Lineage-specific BRD4 binding in CD4+ T cells and hESCs. A, left: heat map illustrating normalized tag counts for BRD4 in T cells (white) and hESCs (purple) in 5-kb windows centered on BRD4 peak max (33,544 loci in T cells, 19,061 loci in hESC). Right: Venn diagram representation of global peak overlap between 5-kb windows centered on T cell peak max positions (teal) and hESC peaks (purple). B, left: heat map illustrating normalized tag counts for BRD4 in T cells (white) and hESCs (purple) in 5-kb windows centered on BRD4 peak max at promoters (12,491 loci in T cells, and 4,706 loci in hESC). Right: Venn diagram representation of peak overlap between 5-kb windows centered on T cell promoter peak max positions (teal) and hESC peaks (purple). C, left: heat map illustrating normalized tag counts for BRD4 in T cells (white) and hESCs (purple) in 5-kb windows centered on enhancer peak max (21,053 loci in T cells; 14,355 loci in hESCs). Right: Venn diagram representation of peak overlap between 5-kb windows centered on T cell enhancer peak max positions (teal) and hESC peaks (purple). D, selected ingenuity pathway analysis pathways and negative log10 p values for gene sets categorized according to the presence of T cell-specific sites (blue), hESC-specific sites (red), and T cell and hESC overlapping sites (green).
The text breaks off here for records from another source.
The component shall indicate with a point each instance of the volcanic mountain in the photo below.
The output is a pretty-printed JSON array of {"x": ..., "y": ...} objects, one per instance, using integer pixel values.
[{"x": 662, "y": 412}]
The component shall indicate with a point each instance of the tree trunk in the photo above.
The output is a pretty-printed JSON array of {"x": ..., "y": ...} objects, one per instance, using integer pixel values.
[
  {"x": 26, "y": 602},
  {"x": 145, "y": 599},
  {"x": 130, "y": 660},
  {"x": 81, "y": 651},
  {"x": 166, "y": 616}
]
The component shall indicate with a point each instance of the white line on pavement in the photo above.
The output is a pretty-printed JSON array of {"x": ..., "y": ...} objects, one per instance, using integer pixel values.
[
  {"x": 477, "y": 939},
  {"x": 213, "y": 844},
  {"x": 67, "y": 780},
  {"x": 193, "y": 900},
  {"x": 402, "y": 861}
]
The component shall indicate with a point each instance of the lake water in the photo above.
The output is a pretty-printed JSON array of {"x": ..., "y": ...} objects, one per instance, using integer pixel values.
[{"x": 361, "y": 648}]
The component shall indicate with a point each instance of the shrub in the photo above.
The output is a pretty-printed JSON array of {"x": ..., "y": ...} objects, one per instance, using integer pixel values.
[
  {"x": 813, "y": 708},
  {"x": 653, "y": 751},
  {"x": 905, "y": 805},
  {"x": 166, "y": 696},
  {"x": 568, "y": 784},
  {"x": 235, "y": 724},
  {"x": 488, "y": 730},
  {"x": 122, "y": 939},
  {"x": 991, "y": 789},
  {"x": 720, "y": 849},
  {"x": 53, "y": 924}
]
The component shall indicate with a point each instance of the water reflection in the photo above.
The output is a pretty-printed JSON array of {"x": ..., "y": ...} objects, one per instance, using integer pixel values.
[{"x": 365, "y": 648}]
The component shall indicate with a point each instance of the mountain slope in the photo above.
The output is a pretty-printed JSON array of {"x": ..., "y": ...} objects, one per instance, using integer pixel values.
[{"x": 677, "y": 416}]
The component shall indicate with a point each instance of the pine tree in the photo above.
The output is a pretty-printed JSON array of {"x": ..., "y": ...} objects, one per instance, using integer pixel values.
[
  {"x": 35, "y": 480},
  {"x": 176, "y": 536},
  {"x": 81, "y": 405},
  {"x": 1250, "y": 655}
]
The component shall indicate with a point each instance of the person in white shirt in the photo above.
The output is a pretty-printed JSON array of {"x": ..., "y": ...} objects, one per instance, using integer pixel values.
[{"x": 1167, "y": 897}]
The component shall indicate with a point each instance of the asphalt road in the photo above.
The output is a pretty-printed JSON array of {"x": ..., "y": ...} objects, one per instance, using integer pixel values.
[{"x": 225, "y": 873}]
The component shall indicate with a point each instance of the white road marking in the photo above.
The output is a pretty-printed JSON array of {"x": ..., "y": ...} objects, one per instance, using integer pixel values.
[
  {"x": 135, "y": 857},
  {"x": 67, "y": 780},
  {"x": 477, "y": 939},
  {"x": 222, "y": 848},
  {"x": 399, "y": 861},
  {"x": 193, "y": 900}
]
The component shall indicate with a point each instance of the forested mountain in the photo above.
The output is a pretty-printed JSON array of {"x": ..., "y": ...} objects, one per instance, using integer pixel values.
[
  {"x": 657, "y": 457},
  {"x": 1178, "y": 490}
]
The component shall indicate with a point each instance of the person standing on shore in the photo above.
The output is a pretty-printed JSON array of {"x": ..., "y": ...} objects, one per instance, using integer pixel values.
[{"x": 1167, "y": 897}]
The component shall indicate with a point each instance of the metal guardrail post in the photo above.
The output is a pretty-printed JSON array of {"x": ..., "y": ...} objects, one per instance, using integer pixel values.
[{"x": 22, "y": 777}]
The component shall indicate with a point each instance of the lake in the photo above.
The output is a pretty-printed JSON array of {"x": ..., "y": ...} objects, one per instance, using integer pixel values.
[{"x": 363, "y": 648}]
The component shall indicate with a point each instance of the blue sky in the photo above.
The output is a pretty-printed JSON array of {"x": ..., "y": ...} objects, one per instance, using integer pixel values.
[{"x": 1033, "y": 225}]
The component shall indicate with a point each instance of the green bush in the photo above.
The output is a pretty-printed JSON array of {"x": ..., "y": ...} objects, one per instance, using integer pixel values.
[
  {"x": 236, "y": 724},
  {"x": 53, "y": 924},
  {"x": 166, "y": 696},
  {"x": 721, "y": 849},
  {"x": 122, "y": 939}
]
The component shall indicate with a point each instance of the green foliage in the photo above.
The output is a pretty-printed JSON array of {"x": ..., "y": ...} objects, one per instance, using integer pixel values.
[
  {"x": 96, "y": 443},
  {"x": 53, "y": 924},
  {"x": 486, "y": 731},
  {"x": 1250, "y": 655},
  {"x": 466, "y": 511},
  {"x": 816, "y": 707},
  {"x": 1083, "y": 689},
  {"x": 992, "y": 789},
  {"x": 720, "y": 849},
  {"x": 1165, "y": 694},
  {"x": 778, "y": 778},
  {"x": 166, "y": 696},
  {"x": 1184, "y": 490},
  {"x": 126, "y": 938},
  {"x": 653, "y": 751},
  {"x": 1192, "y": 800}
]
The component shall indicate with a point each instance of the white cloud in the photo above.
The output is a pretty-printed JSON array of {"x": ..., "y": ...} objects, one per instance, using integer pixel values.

Top, T cell-related pathways; middle, ESC-related pathways; and bottom, general cell function pathways. G–I, Venn diagram representation of CD4+ T cells showing target gene overlap between DHS-associated genes (red) and BRD4-associated genes (teal; G); promoter peak overlap between DHS (red) and BRD4 peaks (teal) at the promoter (H); enhancer peak overlap between DHS (red) and BRD4 peaks (teal) at enhancer regions (I). Value under library label indicates the total number of DHS/BRD4 sites used in each comparison. White text, number/percentage of overlapping genes/sites in each library. Black text on Venn diagram indicates number/percentage of non-overlapping genes/sites in each library.

FIGURE 8.

BRD4 regulates Pol II Ser-2 phosphorylation via P-TEFb. A, average normalized tag count distribution in 4-kb windows centered on the TSS (left panel) and enhancer BRD4 peak max (right panel) for BRD4, Pol II Ser-2, and H3K4me3. B, co-immunoprecipitation of BRD4 and CDK9 using antibodies against IgG, CDK9, and BRD4. Immunoprecipitated proteins were analyzed by Western blotting with anti-BRD4 (top panel) or anti-CDK9 (bottom panel). C–E, ChIP of CDK9 at regions where both BRD4 and Pol II Ser-2 binding were observed in Jurkat T cells; CXCR4 (C), FOS (D), and CXCR5 (E). Primer sites are shown on the figure.